Court Opinion

ID: 5978748
Source: CourtListenerOpinion
Date Created: 2022-01-13 08:07:45.000301+00
Date Added: 2024-06-11T08:48:55.332061
License: Public Domain

Order, Supreme Court, New York County (Eileen Bransten, J.), entered September 20, 2013, which denied defendants’ motion, having denominated it one for reargument of a prior order, same court and Justice, entered May 30, 2012, granting plaintiff Todd Roberts’ motion for advancement of litigation costs in an underlying action, unanimously modified, on the law, defendants’ motion deemed one for renewal, renewal granted, and upon renewal, the prior order adhered to, and as so modified, affirmed, without costs.
Upon their motion for renewal, defendants submitted a letter and email from the Texas Treasury Safekeeping Trust Company (Texas Trust) regarding its view on the propriety of advancing litigation costs in this action and an underlying action from defendant Aegis Texas Venture Fund II, LP (Texas II Fund), a Texas certified capital company (CAPCO) fund. The letter and email were dated subsequent to the prior order granting plaintiff Todd Roberts’ motion to compel defendants to advance him $95,494.71 in litigation costs pursuant to defendants’ operating agreements and an order of the Supreme Court entered November 16, 2010. Thus, the letter and email constituted “new facts” and the motion properly sought renewal (CPLR 2221 [e]).
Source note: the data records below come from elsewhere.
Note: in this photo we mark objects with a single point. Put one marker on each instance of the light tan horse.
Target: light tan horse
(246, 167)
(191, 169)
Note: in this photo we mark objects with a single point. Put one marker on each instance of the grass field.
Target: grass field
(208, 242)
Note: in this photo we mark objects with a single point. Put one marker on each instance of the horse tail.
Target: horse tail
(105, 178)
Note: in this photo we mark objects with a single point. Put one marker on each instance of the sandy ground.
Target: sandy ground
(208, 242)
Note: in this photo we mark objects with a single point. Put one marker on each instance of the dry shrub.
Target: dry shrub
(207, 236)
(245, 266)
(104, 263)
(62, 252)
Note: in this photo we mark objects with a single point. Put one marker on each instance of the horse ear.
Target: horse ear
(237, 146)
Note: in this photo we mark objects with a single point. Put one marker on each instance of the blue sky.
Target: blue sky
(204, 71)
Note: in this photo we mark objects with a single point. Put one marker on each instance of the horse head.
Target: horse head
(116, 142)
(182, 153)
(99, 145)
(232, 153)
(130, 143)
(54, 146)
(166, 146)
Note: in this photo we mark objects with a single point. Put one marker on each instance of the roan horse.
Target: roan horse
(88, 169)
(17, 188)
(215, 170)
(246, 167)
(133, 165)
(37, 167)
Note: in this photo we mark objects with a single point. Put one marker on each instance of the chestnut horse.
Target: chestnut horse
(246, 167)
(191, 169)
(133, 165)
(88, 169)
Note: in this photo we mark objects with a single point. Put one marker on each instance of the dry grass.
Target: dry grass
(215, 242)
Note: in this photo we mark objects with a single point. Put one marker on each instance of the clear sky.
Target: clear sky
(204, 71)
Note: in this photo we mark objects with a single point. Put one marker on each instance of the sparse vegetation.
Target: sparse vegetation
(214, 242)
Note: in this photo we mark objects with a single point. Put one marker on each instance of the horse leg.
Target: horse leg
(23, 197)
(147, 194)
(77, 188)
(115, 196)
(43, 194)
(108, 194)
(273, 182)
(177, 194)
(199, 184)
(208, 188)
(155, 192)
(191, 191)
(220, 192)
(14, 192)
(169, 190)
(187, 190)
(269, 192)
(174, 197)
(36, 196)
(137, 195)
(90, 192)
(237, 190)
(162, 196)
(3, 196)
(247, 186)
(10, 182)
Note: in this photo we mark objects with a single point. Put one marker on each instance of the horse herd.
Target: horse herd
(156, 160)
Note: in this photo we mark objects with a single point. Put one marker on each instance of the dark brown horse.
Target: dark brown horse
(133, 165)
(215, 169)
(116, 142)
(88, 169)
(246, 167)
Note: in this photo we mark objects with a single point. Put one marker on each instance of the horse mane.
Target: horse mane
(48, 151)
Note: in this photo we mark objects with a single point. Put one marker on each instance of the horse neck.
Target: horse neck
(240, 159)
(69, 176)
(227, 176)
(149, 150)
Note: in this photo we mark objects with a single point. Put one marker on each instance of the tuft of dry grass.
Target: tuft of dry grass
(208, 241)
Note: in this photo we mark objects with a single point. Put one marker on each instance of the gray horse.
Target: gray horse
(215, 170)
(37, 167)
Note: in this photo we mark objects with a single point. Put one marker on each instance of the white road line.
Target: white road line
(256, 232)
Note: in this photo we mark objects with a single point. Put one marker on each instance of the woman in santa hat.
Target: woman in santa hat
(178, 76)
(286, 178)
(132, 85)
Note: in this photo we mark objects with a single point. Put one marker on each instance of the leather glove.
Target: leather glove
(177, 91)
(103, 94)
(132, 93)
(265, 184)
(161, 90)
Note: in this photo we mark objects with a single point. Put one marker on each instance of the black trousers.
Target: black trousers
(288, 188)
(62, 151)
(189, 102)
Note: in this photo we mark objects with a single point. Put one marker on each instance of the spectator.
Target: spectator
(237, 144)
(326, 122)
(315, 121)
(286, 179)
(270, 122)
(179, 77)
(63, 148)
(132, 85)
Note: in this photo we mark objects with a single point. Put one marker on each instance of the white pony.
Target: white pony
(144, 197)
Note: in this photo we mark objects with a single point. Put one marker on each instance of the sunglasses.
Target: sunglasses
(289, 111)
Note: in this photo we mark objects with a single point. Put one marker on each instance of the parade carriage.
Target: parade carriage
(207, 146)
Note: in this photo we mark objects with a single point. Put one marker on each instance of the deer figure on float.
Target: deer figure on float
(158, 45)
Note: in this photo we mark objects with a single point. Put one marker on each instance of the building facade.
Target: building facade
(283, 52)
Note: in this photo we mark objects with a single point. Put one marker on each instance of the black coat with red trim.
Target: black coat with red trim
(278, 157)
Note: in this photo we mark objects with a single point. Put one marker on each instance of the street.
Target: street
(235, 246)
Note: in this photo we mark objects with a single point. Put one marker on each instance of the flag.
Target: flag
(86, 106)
Defendants’ arguments, however, were not directed at the $95,494.71 in litigation costs that the prior order directed them to advance to Roberts. Rather defendants’ arguments are directed at their advancement obligation generally which was not the subject of the prior order from which they sought renewal but of the Supreme Court’s November 16, 2010 order which is not at issue on this appeal. We further note that the letter and email from the Texas Trust do not provide definitive guidance that it is not possible for the Texas II Fund to make advancement payments to Roberts or his counsel without expending assets of the fund in violation of Texas law, as defendants assert. Rather, the letter explicitly states that the Texas II Fund “may be in violation of the [state’s] CAPCO laws.”
To the extent that defendants object to specific advancement requests in the future, the Supreme Court has outlined a procedure in the prior order for raising any such objections. Concur— Tom, J.P, Renwick, Richter, Feinman and Gische, JJ.